Aku mengatur nafas pelan-pelan.
“ Seperti ada tulang ikan yang tersangkut mengganjal di tenggorokanku. Setiap kali aku makan, minum, menelan ludah bahkan bernafas, tulang ikan itu terus menghalangi, timbul dan tenggelam dan membuatku kesakitan. Seperti itulah aku sekarang. Aku terus bertanya-tanya, apakah aku tetap makan, minum dan bernafas dengan tulang yang ada di tenggorokan itu dan pura-pura melupakan keberadaanya sampai aku terbiasa. Atau aku harus mendorong jari tanganku masuk ke tenggorokan untuk mengambil tulang ikan itu. Sakit sekali pasti awalnya, mungkin aku juga muntah beberapa kali. Tapi begitu tulang ikannya berhasil dikeluarkan, aku bisa makan dan minum tanpa sakit lagi.”, ucapku terisak. Wajahku dipenuhi oleh air mata. Aku tidak menyadari akan mengucapkan kalimat tadi kepadanya.

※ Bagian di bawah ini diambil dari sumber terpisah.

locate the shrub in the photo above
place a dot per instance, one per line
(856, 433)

Dia hanya diam dan masih menghadap ke lemari. Aku bahkan bisa mendengar helaan nafasnya dan detak jam. Kami membisu dalam sunyi.
Aku tahu kemana semua ini akan bermuara. Hanya saja aku ingin sedikit saja berharap. Harapan seperti ketika aku masih kecil dulu. Ketika handphone pertamaku hadiah dari ayah dan ibu rusak dan tidak menyala lagi, padahal aku sangat menyayangi benda itu. Hampir setiap hari aku mencoba menghidupkan dengan berharap benda itu bisa hidup dan mendengar suara khas handphone itu ketika dinyalakan. Tapi setiap kali aku mencoba menghidupkannya, harapan itu langsung pudar. Handphone pertamaku tidak pernah menyala kembali. Tapi aku tetap mencoba menghidupkannya meskipun sebagian diriku tahu benda itu sudah rusak.
Seperti itulah aku kini. Aku tetap mencoba berharap menemukan jalan pulang dengan menyusuri langkah kami sebelumnya, meskipun aku sendiri tahu kemana akhirnya semua ini.
Aku masih terisak. Dan dia masih diam menghadap lemari.
Kemudian dia berjalan ke arah kamar mandi bahkan tanpa menoleh kepadaku seperti yang biasanya dia lakukan setiap malam.